There will be a small chance for rain this evening, followed by sunny skies Tuesday for St. Patrick’s Day. Conditions will then become more unsettled Wednesday through Friday as multiple storm systems bring chances for rain and mixed precipitation to southern WI. There is a slight chance for thunderstorms on Thursday.

Milwaukee Live Radar


Chances for rain will move in this afternoon through tonight. Starting Tuesday, warm southerly flow will allow for temperatures to increase throughout the week, with highs reaching the upper 60s by Thursday. Rain is likely Wednesday through Thursday, with thunderstorms possible on Thursday. #inwx

Indianapolis Radar

National Weather Outlook

National Radar Mosaic

12 Hour Precipitation

National Discussion and Travel Weather

By Ziegenfelder of the NWS

  • Heavy snow will produce multiple feet of snow for the Sierra Nevada
  • There is a slight risk of excessive rainfall over parts of Southern California

An upper-level low will slowly move southward along the West Coast through Tuesday into Wednesday morning, pushing a slow-moving cold front ahead of it through California as a stalled front remains across the Intermountain West. The upper-level low will aid in streaming a plume of moisture into Southern/Central California through Tuesday afternoon. These features are expected to lead to persistent precipitation for the Great Basin into California. Heavy snow will develop over higher elevations of the Sierra Nevada, producing snow measured in multiple feet. In lower elevations of coastal California, rain will continue through Tuesday morning. Rainfall amounts could be over 2 inches, which may cause scattered flooding and flash flooding in some locations. Urban areas and burn scars could particularly have these problems. A secondary surge of moisture will move into parts of Central California as rain returns to the Coastal Northern/Central California by Tuesday evening.

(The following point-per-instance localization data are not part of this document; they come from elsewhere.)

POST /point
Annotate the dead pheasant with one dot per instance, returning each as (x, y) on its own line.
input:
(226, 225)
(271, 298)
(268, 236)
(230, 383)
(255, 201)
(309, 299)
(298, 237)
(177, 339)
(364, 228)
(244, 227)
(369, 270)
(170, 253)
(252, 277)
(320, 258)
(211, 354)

A front will meander across the Southern Plains through the Lower Mississippi Valley and Southeast through Tuesday evening. Moisture from the Western Gulf of Mexico will stream northward over the Southern Plains into the Lower Mississippi Valley overrunning the front producing scattered showers and thunderstorms across those regions and northward. Rain amounts could reach over an inch across portions of Texas, Eastern Oklahoma, and Arkansas through Monday night, so there is some potential for isolated flash flooding. The Big Bend area of Texas can expect the possibility of severe thunderstorms Monday. Lighter rain is possible for the Tennessee Valley, Lower Ohio Valley, and the Southeast on Monday into Tuesday. Overnight Tuesday, showers and thunderstorm will expand northward into parts of the Central Plains and Middle Mississippi Valley. While rain and snow will develop over parts of the Upper Mississippi Valley into parts of the Upper Great Lakes overnight Tuesday into Sunday.

The snow will also move eastward across the Upper Great Lakes on Monday. Overnight Monday into Tuesday, snow and rain will move into New England exiting the area overnight Tuesday.

The Northern High Plains will remain below normal temperature-wise the next couple of days, though not quite as frigid as recently. The West Coast should also have high temperatures 10 to 20 degrees below average with the influence from the upper low. Today, the Central/Southern Plains will be cooler than normal, but should moderate on Monday. Meanwhile south of the front, the Gulf Coast states can expect warm temperatures, generally 10 to 15 degrees above average.